Dickens placed the scene of Jasper's opium-smokings in a court just beyond the churchyard of St. George-in-the-East, Stepney. The Rev. Harry Jones, rector from 1873 to 1882, mentions that the old crone was known as Lascar Sal, and was living at the time he wrote (1875). The John Chinaman of whom she was so jealous in her trade was George Ah Sing, who died in 1889, he resided at 131, Cornwall Road, St. George's-in-the-East, and at the inquest it transpired that death was due to the rupture of a blood-vessel accelerated by destitution. When the novelist visited him, he kept an opium-den in New Court, Victoria Street, E., which used to be a house of call for Chinese seamen coming to this country and others who indulged in the use of the drug. The particular den described in the story was pulled down some years ago to make room for a Board-school playground, while the bedstead, pipes, etc., were purchased by Americans and others interested in curious relics.

See here for comment on one of Dickens' two historical novels, Barnaby Rudge, set at the time of the 1780 Gordon Riots in London.


Sir Arthur Conan Doyle also visited the local opium dens, 'for research', as did Oscar Wilde. In The Picture of Dorian Grey, describing its dissolute title character's journey to the opium den in Bluegate Fields, Wilde wrote of the streets like the sprawling web of some spider ... over the low roofs rose the black masts of ships. See too this anonymous 1868 account and this account by James Greenwood.
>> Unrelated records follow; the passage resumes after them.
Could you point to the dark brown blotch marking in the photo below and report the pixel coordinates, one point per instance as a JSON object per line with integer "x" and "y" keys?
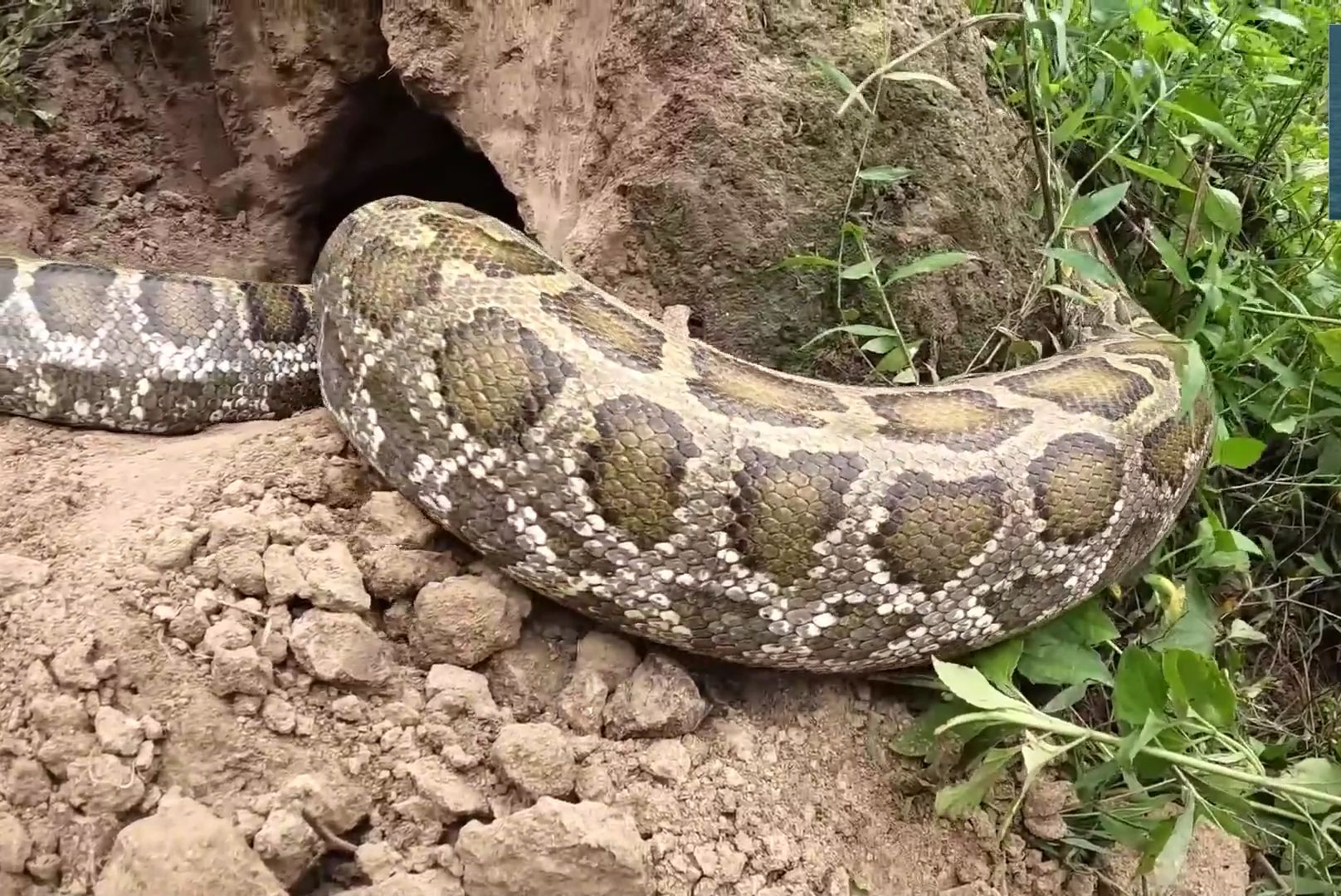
{"x": 613, "y": 332}
{"x": 8, "y": 273}
{"x": 70, "y": 298}
{"x": 962, "y": 419}
{"x": 278, "y": 311}
{"x": 788, "y": 504}
{"x": 178, "y": 308}
{"x": 1075, "y": 485}
{"x": 496, "y": 376}
{"x": 1168, "y": 446}
{"x": 936, "y": 526}
{"x": 637, "y": 465}
{"x": 492, "y": 256}
{"x": 738, "y": 389}
{"x": 1084, "y": 385}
In a detailed monograph of the 1980s Dyer's Court Mark Willingale, a local architect and historian, argued that (a) the opium den that was Dickens' model was in New Court, just to the east of St George's church and gardens, (b) that the 'cathedral' he mentions was the church of St George-in-the-East, and (c) identifies various sites from the book, including The Highway, Cable Street, the burial ground, the Rectory, a local inn, a watchmaker's shop and a toy shop, and 'Jasper's Gate House'.